Local people affected by the erection of windfarms must be given a “genuine stake” in energy policy decision-making if Ireland is to succeed in meeting its renewable energy targets, the Minister for Energy Alex White has said.
Mr White said the issue of consultation will be addressed in the White Paper on energy policy which is being prepared for publication later this year.
Speaking at the annual conference of the Irish Wind Energy Association (IWEA), Mr White said wind was now generating 16.5 per cent of all electricity demand in Ireland, but there was “quite clearly plenty more to do” if Ireland was to reach the EU target of having 40 per cent of electricity generated from renewables by 2020.
Mr White said the majority of Irish people are concerned about global warming and welcome the idea of a cleaner energy system.
However, Mr White also noted the “deep concerns” of local people about the effects that wind turbines will have on their lives.
Mr White said: “It is up to us . . . that our citizens have, and feel that they have, a genuine stake in our energy future.
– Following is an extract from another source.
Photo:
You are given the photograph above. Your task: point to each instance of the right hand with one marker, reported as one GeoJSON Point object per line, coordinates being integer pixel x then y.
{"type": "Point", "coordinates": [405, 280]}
“It is up to us, Government, industry and advocates, to make this happen by maximising the opportunities for citizens to participate in the transition to a carbon-free future.”
Mr White said it was important to locate wind turbines in areas that are compatible with the environment.
A survey carried out on behalf of the industry found that 70 per cent of Irish people either agree or strongly agree that wind energy contributes positively to the national economy.
Some 30 per cent neither agreed nor disagreed with the proposition, while 7 per cent either disagreed or strongly disagreed.
Some 69 per cent agreed that wind energy has a positive impact on the environment, while 81 per cent of respondents believed it was important for Ireland to have its own secure source of energy.
The survey was carried out by Empathy research based on a representative sample of 1,093 Irish adults.
A report commissioned by IWEA in relation to the benefits of wind energy stated that each house would be €26 better off every year if Ireland meets its renewable targets by 2020.
The report found that new data centres, such as the one being built in Athenry, Co Galway by Apple, could increase electricity demand in Ireland by 900 megawatts a year.